I know that theoretically, I could show 23 different cases that the expression is congruent to $0\bmod24$, but that seems like it might be excessive to me.
Is there a faster way to show this?
You want to prove what $5^{2n}$ is congruent to in modulo 24
Notice that $5^{2n} = (5^2)^n$
$5^2=25 \equiv 1 \pmod {24}$
So $5^{2n} \equiv 1^n \equiv 1 \pmod {24} $
You could use $5^{2n}-1=(5^2-1)(5^{2n-2}+5^{2n-4}+\ldots +1)$ where you are summing the geometric series.
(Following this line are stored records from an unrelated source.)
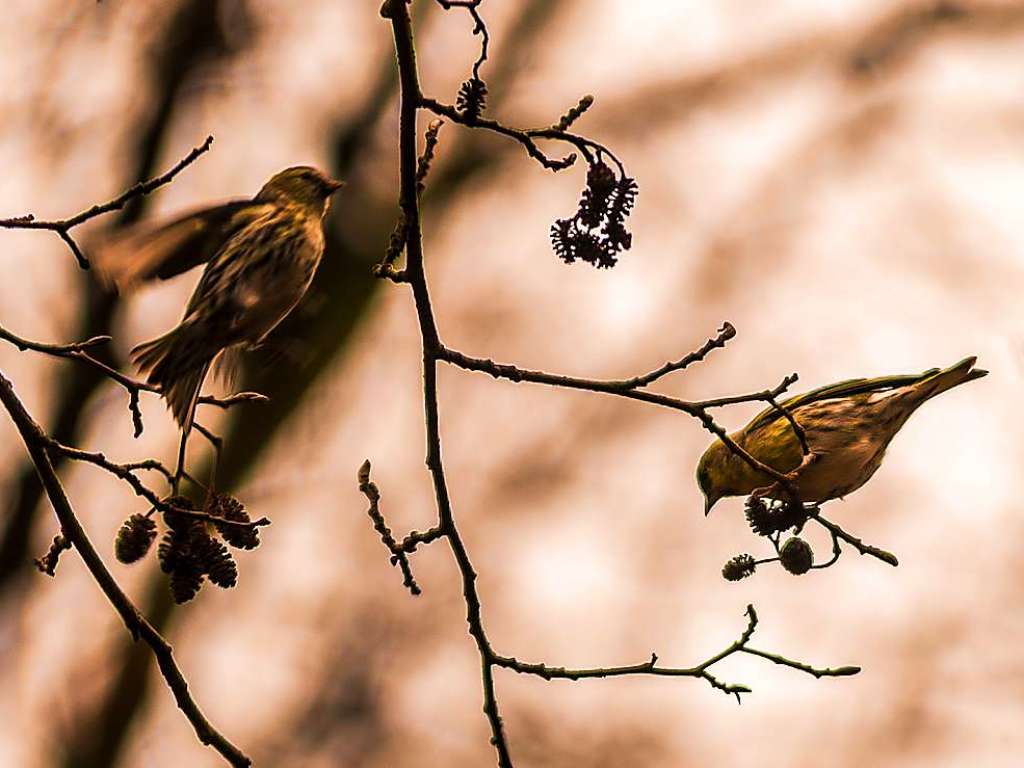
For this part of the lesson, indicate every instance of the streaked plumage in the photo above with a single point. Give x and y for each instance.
(848, 427)
(261, 258)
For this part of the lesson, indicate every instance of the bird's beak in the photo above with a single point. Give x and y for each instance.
(709, 503)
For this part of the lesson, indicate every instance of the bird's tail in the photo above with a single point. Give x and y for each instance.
(939, 381)
(177, 365)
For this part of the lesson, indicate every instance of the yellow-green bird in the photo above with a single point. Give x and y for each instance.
(848, 427)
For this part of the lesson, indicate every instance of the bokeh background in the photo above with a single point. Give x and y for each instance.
(843, 180)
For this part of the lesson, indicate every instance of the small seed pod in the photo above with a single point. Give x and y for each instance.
(185, 581)
(760, 515)
(216, 561)
(229, 508)
(738, 567)
(472, 98)
(797, 555)
(134, 539)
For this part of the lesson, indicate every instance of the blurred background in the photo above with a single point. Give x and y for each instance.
(842, 180)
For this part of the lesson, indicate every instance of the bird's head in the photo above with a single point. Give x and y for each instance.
(301, 184)
(715, 474)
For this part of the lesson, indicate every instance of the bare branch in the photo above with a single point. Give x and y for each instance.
(38, 445)
(399, 555)
(650, 667)
(64, 226)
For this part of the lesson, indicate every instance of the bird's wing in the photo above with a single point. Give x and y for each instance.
(847, 388)
(146, 253)
(223, 287)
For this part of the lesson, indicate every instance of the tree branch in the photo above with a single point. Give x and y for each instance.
(38, 445)
(409, 233)
(651, 667)
(64, 226)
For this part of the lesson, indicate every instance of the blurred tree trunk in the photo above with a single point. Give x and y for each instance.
(312, 337)
(194, 38)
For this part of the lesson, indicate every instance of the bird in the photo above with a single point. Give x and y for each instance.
(261, 255)
(848, 426)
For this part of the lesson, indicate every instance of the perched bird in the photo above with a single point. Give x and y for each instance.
(848, 427)
(261, 255)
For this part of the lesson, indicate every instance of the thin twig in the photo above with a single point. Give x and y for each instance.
(857, 544)
(38, 445)
(126, 472)
(399, 555)
(701, 670)
(64, 226)
(696, 409)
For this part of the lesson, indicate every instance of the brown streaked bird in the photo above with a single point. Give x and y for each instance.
(848, 427)
(261, 255)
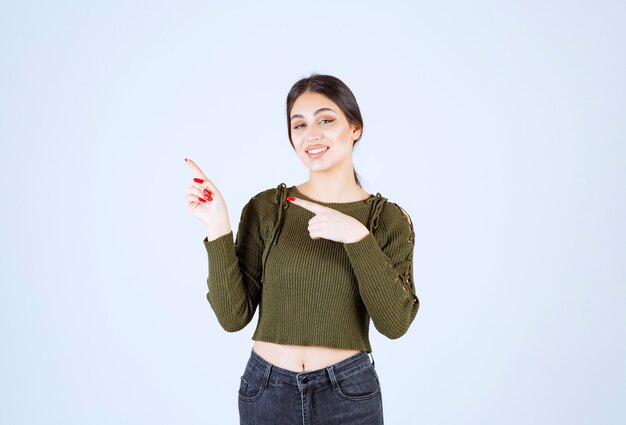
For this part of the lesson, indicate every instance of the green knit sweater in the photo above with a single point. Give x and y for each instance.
(314, 292)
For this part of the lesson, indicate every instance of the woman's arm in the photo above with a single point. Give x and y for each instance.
(385, 272)
(234, 277)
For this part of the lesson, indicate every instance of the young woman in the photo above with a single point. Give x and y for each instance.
(319, 259)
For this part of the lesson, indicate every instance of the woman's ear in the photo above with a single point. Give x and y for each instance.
(356, 132)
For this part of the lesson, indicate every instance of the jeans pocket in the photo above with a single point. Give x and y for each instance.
(251, 387)
(361, 385)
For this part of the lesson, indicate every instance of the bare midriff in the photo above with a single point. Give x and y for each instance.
(298, 358)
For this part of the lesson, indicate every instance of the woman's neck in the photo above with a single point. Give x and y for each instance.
(333, 187)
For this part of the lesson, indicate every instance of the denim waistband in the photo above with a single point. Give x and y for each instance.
(319, 378)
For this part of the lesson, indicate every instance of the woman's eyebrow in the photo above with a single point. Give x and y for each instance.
(316, 112)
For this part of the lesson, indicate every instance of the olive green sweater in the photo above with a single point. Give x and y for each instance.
(314, 291)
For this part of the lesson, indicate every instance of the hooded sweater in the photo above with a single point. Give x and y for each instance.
(314, 291)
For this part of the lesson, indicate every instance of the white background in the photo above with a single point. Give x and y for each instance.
(499, 126)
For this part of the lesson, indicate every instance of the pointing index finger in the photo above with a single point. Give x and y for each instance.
(311, 206)
(196, 170)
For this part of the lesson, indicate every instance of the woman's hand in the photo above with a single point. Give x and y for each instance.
(330, 224)
(206, 202)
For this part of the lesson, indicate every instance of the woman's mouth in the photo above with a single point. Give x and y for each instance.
(316, 151)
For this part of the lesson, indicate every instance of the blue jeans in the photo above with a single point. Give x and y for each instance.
(347, 392)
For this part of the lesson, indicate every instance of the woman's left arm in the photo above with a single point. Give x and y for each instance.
(384, 271)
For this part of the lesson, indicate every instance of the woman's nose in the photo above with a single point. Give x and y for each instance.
(314, 134)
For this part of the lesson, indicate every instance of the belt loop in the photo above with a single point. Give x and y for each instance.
(333, 379)
(266, 377)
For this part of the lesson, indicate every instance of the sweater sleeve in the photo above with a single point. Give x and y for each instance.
(384, 271)
(234, 277)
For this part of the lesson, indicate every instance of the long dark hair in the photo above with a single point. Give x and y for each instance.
(334, 89)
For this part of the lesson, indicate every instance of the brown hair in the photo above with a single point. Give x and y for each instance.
(334, 89)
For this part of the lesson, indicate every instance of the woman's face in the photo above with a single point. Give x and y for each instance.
(321, 134)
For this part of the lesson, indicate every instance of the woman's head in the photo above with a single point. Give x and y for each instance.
(323, 115)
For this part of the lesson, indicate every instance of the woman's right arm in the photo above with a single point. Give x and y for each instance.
(234, 278)
(234, 273)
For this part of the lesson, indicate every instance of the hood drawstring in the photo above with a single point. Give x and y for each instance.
(281, 200)
(378, 202)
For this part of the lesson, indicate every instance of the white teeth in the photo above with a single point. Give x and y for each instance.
(318, 150)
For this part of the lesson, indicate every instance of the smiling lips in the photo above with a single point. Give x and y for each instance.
(315, 151)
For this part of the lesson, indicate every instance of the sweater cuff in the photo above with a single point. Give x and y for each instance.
(220, 248)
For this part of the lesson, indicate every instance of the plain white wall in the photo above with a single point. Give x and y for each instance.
(499, 126)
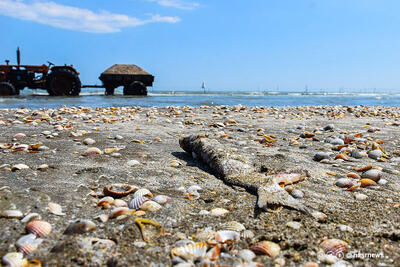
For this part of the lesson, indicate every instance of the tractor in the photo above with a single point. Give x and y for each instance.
(57, 80)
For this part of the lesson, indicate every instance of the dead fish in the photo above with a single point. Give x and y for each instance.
(236, 170)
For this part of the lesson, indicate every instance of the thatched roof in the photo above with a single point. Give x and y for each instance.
(125, 69)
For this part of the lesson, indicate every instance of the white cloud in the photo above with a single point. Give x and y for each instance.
(180, 4)
(73, 18)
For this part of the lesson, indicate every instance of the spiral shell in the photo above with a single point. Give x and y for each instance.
(14, 259)
(137, 202)
(39, 228)
(28, 243)
(266, 248)
(334, 247)
(162, 199)
(142, 193)
(190, 252)
(118, 190)
(151, 206)
(227, 236)
(80, 227)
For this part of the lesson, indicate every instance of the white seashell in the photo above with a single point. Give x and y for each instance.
(246, 255)
(14, 259)
(190, 252)
(56, 209)
(151, 206)
(142, 192)
(28, 243)
(219, 212)
(233, 226)
(30, 217)
(12, 214)
(80, 227)
(227, 236)
(137, 202)
(120, 203)
(162, 199)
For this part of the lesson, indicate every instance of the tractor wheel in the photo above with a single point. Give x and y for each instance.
(135, 88)
(63, 82)
(7, 88)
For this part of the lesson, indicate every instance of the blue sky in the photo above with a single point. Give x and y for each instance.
(231, 44)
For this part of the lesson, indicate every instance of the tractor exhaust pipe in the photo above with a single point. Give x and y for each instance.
(18, 57)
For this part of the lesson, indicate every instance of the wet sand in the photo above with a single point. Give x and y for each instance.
(268, 137)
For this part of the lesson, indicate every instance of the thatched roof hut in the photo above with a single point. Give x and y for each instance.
(125, 69)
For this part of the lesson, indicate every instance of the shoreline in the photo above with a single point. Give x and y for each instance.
(147, 141)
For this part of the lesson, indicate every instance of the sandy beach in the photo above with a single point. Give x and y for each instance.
(353, 221)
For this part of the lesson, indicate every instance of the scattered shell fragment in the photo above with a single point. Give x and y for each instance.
(266, 248)
(39, 228)
(56, 209)
(80, 227)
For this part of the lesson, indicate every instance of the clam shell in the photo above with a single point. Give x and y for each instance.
(118, 190)
(29, 217)
(335, 247)
(151, 206)
(39, 228)
(14, 259)
(266, 248)
(162, 199)
(137, 202)
(345, 183)
(227, 236)
(233, 226)
(190, 252)
(56, 209)
(80, 227)
(12, 214)
(142, 192)
(91, 151)
(28, 243)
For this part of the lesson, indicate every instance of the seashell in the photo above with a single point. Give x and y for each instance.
(266, 248)
(89, 141)
(105, 202)
(206, 235)
(190, 252)
(367, 182)
(29, 217)
(219, 212)
(137, 202)
(363, 169)
(345, 183)
(10, 214)
(233, 226)
(151, 206)
(120, 203)
(28, 243)
(39, 228)
(162, 199)
(92, 151)
(247, 255)
(247, 234)
(18, 167)
(56, 209)
(80, 227)
(354, 175)
(121, 211)
(335, 247)
(227, 236)
(142, 193)
(118, 190)
(372, 174)
(14, 259)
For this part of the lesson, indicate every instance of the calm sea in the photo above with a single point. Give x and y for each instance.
(89, 98)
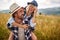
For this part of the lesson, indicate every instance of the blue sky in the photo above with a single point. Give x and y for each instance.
(5, 4)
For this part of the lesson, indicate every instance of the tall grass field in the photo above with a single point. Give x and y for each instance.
(47, 27)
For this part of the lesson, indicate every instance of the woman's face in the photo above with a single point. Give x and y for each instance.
(31, 8)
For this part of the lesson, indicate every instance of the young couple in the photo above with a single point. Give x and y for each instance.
(22, 21)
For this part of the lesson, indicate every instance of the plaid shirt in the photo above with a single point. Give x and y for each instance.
(15, 29)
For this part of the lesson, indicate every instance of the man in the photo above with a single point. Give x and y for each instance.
(29, 10)
(17, 15)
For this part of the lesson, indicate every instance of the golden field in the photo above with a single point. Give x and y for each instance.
(47, 28)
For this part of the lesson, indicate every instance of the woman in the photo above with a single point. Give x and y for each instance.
(31, 9)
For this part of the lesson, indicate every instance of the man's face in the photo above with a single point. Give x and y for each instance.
(31, 8)
(20, 13)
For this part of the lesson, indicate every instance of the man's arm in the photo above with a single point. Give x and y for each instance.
(11, 23)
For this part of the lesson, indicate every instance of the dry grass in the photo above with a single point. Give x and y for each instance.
(47, 28)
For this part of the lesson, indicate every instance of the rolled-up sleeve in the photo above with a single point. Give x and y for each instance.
(9, 23)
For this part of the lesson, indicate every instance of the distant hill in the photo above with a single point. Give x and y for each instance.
(4, 11)
(49, 11)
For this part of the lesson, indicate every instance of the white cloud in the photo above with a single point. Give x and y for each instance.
(4, 4)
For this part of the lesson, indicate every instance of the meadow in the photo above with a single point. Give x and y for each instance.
(47, 28)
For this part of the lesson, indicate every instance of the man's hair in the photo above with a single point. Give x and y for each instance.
(13, 15)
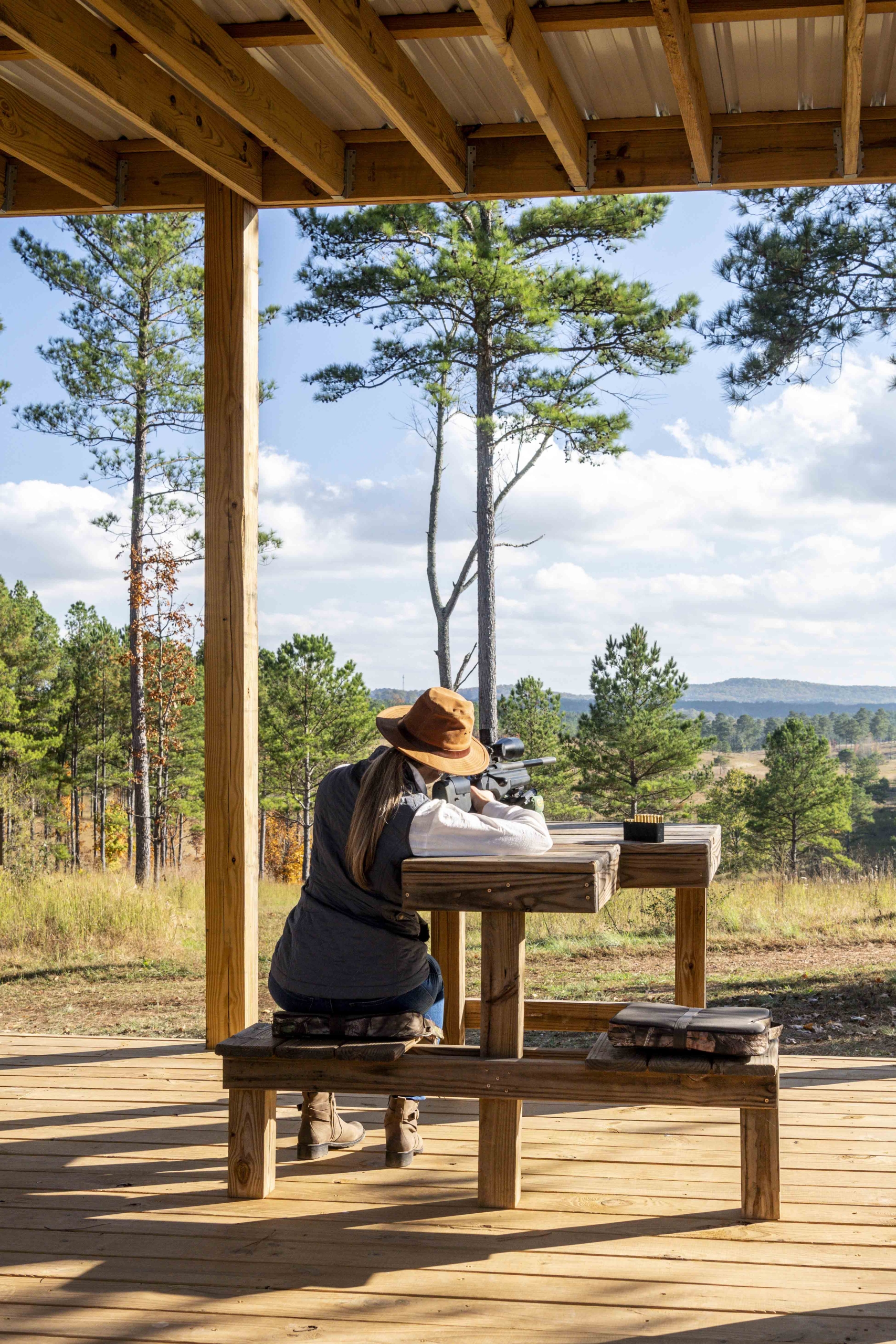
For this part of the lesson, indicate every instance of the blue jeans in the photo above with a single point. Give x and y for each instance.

Use induction. It is true for $n=1$. Assuming it is true for $n$, show it is true for $n+1$: $$5^{2(n+1)}-1=25(5^{2n}-1)+24 = 0 (mod \ 24).$$
1)
Prove $8|5^{2n} - 1$ and $3|5^{2n} - 1$
a) $5^{2n} - 1 = (5^n -1)(5^n + 1)$. $5^n \pm 1 \equiv 1^n\pm 1 \equiv 0\mod 2$ so $2|5^2 - 1$ and $2|5^2 + 1$ and so $4|5^{2n}-1$. If $5^n - 1 = 2k$ then $5^{2n} + 1= 2k + 2 = 2(k+1)$. Either $k$ is even or $k+1$ is even so either $2k$ is even and $2(k+1)$ is divisible by $4$, or $2k$ is divisible by $4$ and $2(k+1)$ is even. Either way. $2k*2(k+1)= 5^{2n} -1$ is divisible by $8$.
b)$5^{2n}-1\equiv (-1)^{2n}-1 \equiv 1^n - 1 \equiv 0 \mod 3$.
So $3|5^{2n}-1$.
2)
Or notice $5^{2n} -1 = 25^n -1 \equiv 1^n -1 \equiv 0 \mod 24$.
(I will admit, I did not see the obvious right away.)